My bf (25m) and I (25f) have been together for 5 years and living together for 1. Two years ago (before we started living together) he became a teacher.

Ever since we moved in together all he does is complain about his job and how exhausting it is. I completely understand that teaching is an exhausting job, but in our time living together he has never voluntarily said something positive about teaching without being prompted/asked (for example if someone asks him how he likes teaching he won’t complain, but will complain every day after work).

I’ve tried to make lighthearted jokes about how much he complains about teaching and he’s only ever gotten offended and said “you just don’t get it”. Which is true because I don’t, because I’m not a teacher. But I do work a fairly stressful 9-5 so it’s not like I’m a bum.

What really gets on my nerves is that when we have to do something, such as run errands, or ask him to do something on the weekend/a day off he has from school while I’m still working, he’ll get mad at me and complain saying he works so hard he needs his time off. And on occasion, he’ll make snarky comments about how my job isn’t as “difficult”. Granted I do get a lot more perks working in a more corporate role (wfh twice a week, more PTO, occasional corporate paid lunches) but that doesn’t diminish the actual work I do and stress I feel at my own job.

I understand that teaching is a genuinely difficult profession, and I’m sure more emotionally taxing than my job. But he just complains so much it’s getting to the point where I don’t want to speak to him after work because I know I’m just going to have to listen to him rant everyday. Is there a way to bring up my feelings about how much he complains, and how he diminishes my job, without making it sound like I don’t respect the work he puts in?


4 comments
  1. I have 2 scripts for you:

    When I hear you dismissing the stress that I feel at my job, I feel frustrated because my need for validation is not being met. Would you be willing to try listening to how my day went without comparing it to yourself?

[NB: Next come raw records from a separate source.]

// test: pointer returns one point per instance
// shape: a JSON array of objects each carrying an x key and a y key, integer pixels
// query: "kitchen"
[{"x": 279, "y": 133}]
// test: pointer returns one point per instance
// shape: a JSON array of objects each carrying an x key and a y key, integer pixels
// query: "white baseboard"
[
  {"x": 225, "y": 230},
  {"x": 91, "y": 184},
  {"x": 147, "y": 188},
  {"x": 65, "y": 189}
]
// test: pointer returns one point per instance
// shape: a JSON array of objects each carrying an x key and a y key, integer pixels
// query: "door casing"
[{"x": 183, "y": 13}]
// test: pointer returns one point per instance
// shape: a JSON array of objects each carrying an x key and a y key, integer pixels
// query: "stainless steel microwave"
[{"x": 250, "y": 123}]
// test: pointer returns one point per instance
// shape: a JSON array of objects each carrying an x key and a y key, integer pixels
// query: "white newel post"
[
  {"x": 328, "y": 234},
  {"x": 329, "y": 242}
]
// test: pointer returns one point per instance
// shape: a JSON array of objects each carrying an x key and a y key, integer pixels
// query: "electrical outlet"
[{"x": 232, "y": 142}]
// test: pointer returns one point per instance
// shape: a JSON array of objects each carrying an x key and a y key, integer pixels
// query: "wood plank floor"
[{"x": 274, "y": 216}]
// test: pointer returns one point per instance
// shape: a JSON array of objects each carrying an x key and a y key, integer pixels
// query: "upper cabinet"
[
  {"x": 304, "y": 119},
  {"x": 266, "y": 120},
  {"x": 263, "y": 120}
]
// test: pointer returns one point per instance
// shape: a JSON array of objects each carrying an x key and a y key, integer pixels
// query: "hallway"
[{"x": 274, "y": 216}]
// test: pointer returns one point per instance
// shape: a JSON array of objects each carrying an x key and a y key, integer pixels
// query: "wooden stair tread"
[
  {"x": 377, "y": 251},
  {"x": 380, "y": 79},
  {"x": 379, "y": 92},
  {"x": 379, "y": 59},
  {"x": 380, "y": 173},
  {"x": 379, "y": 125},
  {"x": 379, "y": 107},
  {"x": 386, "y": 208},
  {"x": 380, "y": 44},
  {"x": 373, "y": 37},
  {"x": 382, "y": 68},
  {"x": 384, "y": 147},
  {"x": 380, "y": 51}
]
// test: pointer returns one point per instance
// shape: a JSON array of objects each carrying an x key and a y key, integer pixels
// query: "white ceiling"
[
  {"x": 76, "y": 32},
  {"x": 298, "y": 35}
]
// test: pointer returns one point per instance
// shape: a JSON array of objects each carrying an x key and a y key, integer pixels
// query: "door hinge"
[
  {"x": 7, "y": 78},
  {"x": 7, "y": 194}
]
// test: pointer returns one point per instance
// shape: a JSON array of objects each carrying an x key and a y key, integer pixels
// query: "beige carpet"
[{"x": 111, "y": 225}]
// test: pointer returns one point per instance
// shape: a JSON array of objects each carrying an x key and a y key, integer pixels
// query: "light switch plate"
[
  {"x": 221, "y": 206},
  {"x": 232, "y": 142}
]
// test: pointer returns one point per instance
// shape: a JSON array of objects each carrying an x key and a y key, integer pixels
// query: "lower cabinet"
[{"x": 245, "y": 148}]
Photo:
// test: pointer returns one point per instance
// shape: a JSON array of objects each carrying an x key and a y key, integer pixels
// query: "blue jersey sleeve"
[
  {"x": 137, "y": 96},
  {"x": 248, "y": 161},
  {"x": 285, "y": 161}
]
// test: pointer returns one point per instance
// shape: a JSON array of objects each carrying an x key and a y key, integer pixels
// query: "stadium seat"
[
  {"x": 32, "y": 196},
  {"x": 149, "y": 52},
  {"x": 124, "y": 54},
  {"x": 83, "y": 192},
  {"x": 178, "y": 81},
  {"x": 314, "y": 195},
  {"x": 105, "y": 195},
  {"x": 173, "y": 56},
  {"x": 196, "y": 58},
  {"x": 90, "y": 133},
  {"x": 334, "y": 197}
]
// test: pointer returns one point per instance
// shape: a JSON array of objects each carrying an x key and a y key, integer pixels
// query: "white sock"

    When I hear you complain about work every single day, I feel overwhelmed because my need for connection is not being met. I don’t like being dumped on. Would you be willing to do some stress-relieving activities immediately after work so we can make the most of our time together when you get home?

  2. He’s a teacher by choice. He didn’t get drafted to serve the children. Teaching can be hard but it’s also got it’s perks like summers off and he’s off by 230 3 o’clock. I can’t stand a complaining person. Nobody forced him into anything so if he doesn’t like what he’s doing he can always do what makes him happy and stop draining everyone around him. Pityful.

  3. Sounds as if your bf is just a chronic complainer and if it’s not teaching it’ll be something else.